Health and Nutrition Information

Foreigners resident in Russia for more than three months must have proof of AIDS negativity in advance of visa application. Students may have the test done at Colby’s Health Center.



Students should be alert to the great differences between the typical American diet and the typical Russian diet, specifically the Russian diet is low in fresh fruits and vegetables, high in fat and dairy products, and lacks the daily variety that Americans are accustomed to. At the present time the prohibitive cost of many foods virtually eliminates them from the average Russian's diet. The dietary differences make it necessary that students, perhaps for the first time in their lives, pay attention to healthy eating. Buy fruits and vegetables at markets to supplement your diet. Cook foods that you like in your family. If there are foods that your family cooks that you do not like, tell them in a polite way that you do not like/ cannot eat that food and offer to cook something American for them . A typical complaint from Americans is that Russian "mothers" insist that young people eat constantly and in great quantities. Eat as much as you want, and then politely decline extra portions. Your families may be perplexed at first, but they will get used to your having smaller portions. Be adventurous in your diet and try Russian foods, especially the food that is well-prepared for you at home. Remember that food is a major part of Russian hospitality, and Russians can be offended by impolite or insensitive remarks about meals.

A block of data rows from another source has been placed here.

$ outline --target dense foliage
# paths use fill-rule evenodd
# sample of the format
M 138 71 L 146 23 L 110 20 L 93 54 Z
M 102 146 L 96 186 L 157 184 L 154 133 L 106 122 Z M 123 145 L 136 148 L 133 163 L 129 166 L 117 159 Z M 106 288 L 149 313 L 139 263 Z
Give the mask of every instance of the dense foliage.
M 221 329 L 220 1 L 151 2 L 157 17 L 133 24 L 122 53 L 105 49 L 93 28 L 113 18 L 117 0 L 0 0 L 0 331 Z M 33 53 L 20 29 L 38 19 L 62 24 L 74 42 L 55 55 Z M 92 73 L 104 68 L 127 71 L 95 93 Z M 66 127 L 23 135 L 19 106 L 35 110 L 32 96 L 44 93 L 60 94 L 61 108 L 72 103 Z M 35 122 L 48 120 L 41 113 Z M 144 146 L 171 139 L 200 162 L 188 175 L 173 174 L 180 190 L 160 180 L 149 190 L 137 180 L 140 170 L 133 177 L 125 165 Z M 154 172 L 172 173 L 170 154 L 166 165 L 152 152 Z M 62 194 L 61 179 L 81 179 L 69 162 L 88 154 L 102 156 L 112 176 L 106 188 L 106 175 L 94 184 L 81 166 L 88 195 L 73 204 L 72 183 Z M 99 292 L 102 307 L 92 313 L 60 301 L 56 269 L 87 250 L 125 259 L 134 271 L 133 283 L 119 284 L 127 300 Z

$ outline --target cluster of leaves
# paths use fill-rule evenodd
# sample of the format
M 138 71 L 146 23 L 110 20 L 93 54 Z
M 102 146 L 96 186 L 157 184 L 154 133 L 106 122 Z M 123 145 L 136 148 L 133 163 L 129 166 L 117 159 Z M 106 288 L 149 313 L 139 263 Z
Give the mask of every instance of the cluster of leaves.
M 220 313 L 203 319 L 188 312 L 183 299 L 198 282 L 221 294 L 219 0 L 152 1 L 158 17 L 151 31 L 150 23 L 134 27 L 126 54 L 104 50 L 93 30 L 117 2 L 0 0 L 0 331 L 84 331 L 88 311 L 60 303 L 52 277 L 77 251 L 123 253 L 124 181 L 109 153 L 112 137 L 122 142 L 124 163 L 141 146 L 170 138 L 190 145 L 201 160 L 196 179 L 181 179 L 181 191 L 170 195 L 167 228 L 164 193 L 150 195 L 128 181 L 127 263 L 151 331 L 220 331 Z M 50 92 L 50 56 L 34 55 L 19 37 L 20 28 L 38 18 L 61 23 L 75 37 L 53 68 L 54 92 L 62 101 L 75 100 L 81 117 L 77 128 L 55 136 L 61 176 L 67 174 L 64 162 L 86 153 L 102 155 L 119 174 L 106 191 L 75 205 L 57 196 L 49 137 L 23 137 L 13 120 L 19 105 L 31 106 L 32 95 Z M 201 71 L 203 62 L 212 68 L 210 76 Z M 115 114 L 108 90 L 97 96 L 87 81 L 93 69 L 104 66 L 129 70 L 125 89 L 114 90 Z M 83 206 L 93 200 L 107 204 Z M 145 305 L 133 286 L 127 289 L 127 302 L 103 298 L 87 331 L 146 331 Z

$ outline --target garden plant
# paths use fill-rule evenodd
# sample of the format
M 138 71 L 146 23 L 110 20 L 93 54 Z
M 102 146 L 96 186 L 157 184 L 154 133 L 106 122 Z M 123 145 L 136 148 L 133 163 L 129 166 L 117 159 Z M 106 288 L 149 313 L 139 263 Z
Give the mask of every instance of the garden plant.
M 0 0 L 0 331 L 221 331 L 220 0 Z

Drinking water in St. Petersburg and in Central Asian locations should be carefully and completely boiled or treated with water purification tablets, which you must bring with you. Most families boil drinking water as a matter of course ; if your family does not boil its water, be sure that you boil water for yourself. When you make tea or coffee, be sure that you boil the water well and for a longer than usual time. Some people also recommend that you brush your teeth with bottled/boiled water as well. Many Americans have trouble with the bacteria and parasites in St. Petersburg water; you may not have trouble at all, but better safe than sorry because a long bout of cramping and diarrhea is far from pleasant. Russians drink large quantities of bottled mineral water, but many Americans do not like the salty taste of mineral water. You may buy bottled spring water in many stores around the city.



Alcohol is another matter of recent concern because of the very high cost of vodka and the resulting proliferation of "home brewed" vodka. If you drink alcohol, be sure that it is factory produced and not made in someone's back room. Do not buy vodka in sidewalk kiosks, which may be selling "home brew." Drinking these home brews is very dangerous and the poisoning can have fatal results.


In St. Petersburg the Gimnazium has excellent personal contacts with private physicians who handle general medical needs such as allergy injections, ear and throat infections. In the event of very serious medical needs, the Gimnazium will immediately contact Colby and, if possible, the student will return home to the US.


Colby recommends that students see their physicians prior to departure. Physicians sometimes recommend shots for tetanus, hepatitis, etc. Colby also recommends that your physician provide you with prescription medications for severe cough/pneumonia, ear infections, strep throat, urinary tract infections, vaginitis and yeast infections with clear instructions for their use.

Recently enacted Russian legislation requires that foreigners, who will be resident in Russia for more than three months, have proof of a recent AIDS test. If you do not have such proof, you may be required to have an AIDS test in Russia. Colby requires that students have an AIDS test in the US in order to avoid testing in Russia. Your personal physician can arrange for you to be tested and will write a letter, testifying to the results.

Medications may be in very short supply in Russia, so students should take with them an ample supply of usual medications such as Tylenol, cold medications, non-prescription allergy medications, throat lozenges or spray, all feminine hygiene products, birth control pills, condoms, diarrhea and constipation medications -- any medications that you usually have on hand.

Students should also take with them a full supply of a favorite soap, shampoo, toothpaste, toothbrush, dental floss, razor blades, talcum powder, moisturizer, bath oil-- all your usual toiletry articles. All these items are very costly in Russia. There are, however, high quality ( and expensive) hard currency toiletry stores in St. Petersburg when you want to treat yourselves to some special cologne or bath oil.

If you take a hairdryer, electric shaver, or any small electrical appliance, you must have the appropriate wall plug to fit the Russian current which is 127 & 220 volts. European plugs and convertors or dual voltage appliances are required. You may purchase these plugs at some electronics stores or at larger hardware stores.

Students should take a multi-vitamin each day, even if they do not normally take vitamins. Vitamin C is also a good idea because the Russian diet is poor in fresh fruits and vegetables.


In the matter of all sexual relations students are strongly advised to be extremely careful and wary in order to protect yourself against all sexually transmitted diseases. It is assumed that you are mature and smart enough to take necessary precautions at home; in Russia multiply your caution tenfold because you are ten times more vulnerable as a foreigner, particularly as an American. (Please read carefully the section on SECURITY.)